Maria Laach Basilika u. Abtei
Foto: Ars Liturgica, Maria Laach
Im Dezember 1209 mußte Gerhard im Kloster Laach vor den Erzbischöfen Theoderich von Köln und Johann von Trier und dem ganzen Konvent reumütig bekennen, daß er mit der Vogteigewalt Mißbrauch getrieben habe und deshalb auf die Klostervogtei Verzicht leiste.
Als Ersatz aber erhielt Gerhard von Are-Nürburg die bisherigen Laacher Klostergüter m Wadenheim, Lohrsdorf, Köhlerhof, Hemmessen, Ahrweiler und Walporzheim als Lehen von Kurköln. Diese im Kloster Laach getroffenen Beschlüsse wurden noch in derselben Woche in der Marienkirche zu Andernach in einer feierlichen Versammlung von geistlichen und weltlichen Würdenträgern von den Erzbischöfen von Köln und Trier und dem Grafen Gerhard beurkundet.
Aber zwei Söhne Gerhards waren mit diesem „Canossagange“ ihres Vaters nicht einverstanden. Der älteste Sohn Otto, der als Erbe die Grafschaft Neuenahr erhielt, die Burg Neuenahr baute und Stammvater des Neuenahrer Grafengeschlechtes wurde, mischte sich nicht in den Streit. Aber sein Bruder Theoderich, der durch Heirat Erbe und Herr von Malberg an der Kyll wurde, erhob mit seinem jüngeren Bruder Johann, dem Erben von Nürburg, am 6. Januar 1213 scharfen Protest gegen die Beschlüsse von Laach und Andernach aus dem Jahre 1209, die vom Vater nur erzwungen worden seien. So heftig verfocht Theoderich von Malberg sein vermeintliches Recht, daß er selbst der Exkommunikation und die Herrschaft Malberg dem Interdikt verfiel. Endlich, als in seinem Ländchen an der Kyll keine Glocken mehr läuteten, kein hl. Meßopfer mehr gefeiert und keine Sakramente mehr gespendet werden durften, verstand sich Theoderich zur Verständigung. In einer Zusammenkunft in Koblenz verzichtete er mit seinem Bruder Johann von Nürburg vor dem Erzbischof Johann von Trier und anderen Prälaten gegen eine Abfindung von 130 Mark auf die vogteilichen Rechte der Abtei Laach.
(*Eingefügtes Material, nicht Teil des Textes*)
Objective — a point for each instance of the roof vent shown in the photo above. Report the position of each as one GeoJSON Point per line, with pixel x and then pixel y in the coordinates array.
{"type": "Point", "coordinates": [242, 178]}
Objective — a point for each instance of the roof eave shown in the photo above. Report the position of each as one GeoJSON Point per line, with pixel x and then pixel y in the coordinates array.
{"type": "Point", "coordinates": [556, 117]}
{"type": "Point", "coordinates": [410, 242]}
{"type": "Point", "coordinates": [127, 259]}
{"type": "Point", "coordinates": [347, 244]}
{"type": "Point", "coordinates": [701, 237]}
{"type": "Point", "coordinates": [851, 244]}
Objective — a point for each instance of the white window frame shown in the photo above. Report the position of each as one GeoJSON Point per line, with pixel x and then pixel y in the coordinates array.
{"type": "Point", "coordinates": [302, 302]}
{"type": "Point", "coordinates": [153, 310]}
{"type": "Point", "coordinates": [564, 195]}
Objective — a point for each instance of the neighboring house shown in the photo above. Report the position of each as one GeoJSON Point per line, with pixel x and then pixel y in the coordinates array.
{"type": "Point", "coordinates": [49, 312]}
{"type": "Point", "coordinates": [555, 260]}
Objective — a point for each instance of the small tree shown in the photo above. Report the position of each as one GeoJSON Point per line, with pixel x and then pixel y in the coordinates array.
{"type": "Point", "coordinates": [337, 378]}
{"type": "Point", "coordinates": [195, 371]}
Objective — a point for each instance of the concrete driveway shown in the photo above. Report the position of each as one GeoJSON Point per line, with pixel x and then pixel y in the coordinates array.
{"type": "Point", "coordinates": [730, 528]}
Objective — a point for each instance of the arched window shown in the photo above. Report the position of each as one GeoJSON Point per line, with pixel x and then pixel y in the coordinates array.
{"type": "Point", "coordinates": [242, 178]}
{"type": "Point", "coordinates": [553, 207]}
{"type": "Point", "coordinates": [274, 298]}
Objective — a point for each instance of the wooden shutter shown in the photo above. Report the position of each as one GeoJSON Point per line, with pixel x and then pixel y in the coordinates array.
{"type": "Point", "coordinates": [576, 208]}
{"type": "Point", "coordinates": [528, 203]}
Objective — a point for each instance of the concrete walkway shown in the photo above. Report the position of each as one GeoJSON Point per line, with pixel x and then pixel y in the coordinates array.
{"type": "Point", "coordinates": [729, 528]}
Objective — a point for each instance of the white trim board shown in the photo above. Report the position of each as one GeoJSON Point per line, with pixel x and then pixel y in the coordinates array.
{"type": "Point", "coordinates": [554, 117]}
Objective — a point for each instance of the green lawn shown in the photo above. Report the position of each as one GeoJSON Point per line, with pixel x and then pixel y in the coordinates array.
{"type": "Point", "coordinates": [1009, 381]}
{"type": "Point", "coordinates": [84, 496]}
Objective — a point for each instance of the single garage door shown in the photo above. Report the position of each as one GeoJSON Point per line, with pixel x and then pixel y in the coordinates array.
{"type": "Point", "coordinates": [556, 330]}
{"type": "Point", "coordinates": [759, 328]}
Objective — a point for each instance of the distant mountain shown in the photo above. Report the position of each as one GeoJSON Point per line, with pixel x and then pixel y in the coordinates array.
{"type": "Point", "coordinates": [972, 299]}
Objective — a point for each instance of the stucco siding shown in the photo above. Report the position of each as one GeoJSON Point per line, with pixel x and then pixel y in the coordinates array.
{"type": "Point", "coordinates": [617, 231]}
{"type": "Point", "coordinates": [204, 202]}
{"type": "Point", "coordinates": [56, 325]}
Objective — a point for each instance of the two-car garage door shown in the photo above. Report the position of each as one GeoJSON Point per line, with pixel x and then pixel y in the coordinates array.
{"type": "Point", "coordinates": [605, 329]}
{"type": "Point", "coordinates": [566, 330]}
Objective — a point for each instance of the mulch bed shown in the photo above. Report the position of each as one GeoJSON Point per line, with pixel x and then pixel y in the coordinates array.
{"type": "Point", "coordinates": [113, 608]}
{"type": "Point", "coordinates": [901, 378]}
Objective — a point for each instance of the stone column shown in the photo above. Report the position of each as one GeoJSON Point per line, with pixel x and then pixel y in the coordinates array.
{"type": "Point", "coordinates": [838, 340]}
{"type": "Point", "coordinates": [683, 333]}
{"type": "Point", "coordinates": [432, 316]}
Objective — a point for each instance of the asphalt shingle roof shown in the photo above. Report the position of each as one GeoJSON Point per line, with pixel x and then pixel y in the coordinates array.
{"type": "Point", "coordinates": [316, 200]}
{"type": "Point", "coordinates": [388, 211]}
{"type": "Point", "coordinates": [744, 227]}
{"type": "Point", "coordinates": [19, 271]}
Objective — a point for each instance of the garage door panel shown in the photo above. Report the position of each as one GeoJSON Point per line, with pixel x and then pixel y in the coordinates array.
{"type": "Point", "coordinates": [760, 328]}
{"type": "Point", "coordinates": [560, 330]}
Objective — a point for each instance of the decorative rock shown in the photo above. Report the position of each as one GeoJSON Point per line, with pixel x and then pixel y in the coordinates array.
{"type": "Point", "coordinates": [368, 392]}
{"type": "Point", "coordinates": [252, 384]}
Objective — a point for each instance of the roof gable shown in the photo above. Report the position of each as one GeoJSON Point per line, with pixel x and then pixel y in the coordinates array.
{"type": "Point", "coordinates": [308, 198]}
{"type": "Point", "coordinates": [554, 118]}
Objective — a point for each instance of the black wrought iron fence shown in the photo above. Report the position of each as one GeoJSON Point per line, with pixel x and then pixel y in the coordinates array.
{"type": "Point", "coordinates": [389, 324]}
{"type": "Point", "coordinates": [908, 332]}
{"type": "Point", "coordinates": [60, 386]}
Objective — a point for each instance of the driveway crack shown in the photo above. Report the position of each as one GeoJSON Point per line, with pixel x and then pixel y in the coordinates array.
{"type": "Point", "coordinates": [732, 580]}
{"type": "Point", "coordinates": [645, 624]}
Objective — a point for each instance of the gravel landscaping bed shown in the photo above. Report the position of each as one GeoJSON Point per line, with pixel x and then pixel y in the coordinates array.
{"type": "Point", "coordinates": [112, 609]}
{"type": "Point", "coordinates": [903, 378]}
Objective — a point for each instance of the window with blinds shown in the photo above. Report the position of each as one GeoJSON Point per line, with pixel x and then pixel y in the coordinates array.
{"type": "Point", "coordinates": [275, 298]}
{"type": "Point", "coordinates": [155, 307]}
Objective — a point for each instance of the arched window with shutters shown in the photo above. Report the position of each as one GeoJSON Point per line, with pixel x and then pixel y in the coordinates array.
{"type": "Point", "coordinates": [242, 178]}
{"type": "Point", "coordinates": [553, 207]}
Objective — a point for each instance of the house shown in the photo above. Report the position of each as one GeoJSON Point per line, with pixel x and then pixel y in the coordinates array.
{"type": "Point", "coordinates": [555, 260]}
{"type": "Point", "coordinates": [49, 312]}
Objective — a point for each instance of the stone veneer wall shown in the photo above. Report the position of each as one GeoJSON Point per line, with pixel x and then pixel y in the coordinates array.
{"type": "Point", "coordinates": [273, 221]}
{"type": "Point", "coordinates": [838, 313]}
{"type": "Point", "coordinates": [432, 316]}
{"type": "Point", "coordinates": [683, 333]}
Der Erzbischof Johann von Trier verbot nun für die Zukunft dem Abt und dem Konvent von Laach, einen Klostervogt zu wählen. In Zeiten der Bedrängnis sollten sie ihre Zuflucht zu den Erzbischöfen von Köln und Trier nehmen. So bestand das weltliche Vogteiamt für Laach nur 120 Jahre. An der Schroffheit Gerhards von Are-Nürberg bewahrheitet sich der Satz: „Strenge Herren regieren nicht lange!“ Noch eine andere geschichtliche Tatsache tritt in Erscheinung: Die Erzstifte Köln und Trier erhalten nicht nur die Vogteirechte, sie teilen sich auch in die ehemaligen pfalzgräflichen Güter, die einst Reichsgüter waren. So besaß Köln die Tomburg, Burg Rheineck, Andernach und Rhens, während der größte Teil des Kreises Mayen mit dem Pfalzgrafengut um den Laacher See zu Trier kam. Wieder wird der Vinxtbach mit dem sich nach Westen anschließenden Höhenzuge, der auch die Eifelbarriere genannt wird, zur Landesgrenze, wie er bislang Niederlothringen von Oberlothringen, vorher die ripuarischen von den Moselfranken, und noch früher die römischen Provinzen Niedergermanien von Obergermanien trennte, da er nun Kurköln von Kurtrier schied. Der Segensstrom aber, der von dem Kloster Maria Laach ausging und noch ausgeht, machte an diesen Landesgrenzen nicht Halt, sondern reicher Segen erstreckte sich über die ganzen rheinischen Lande.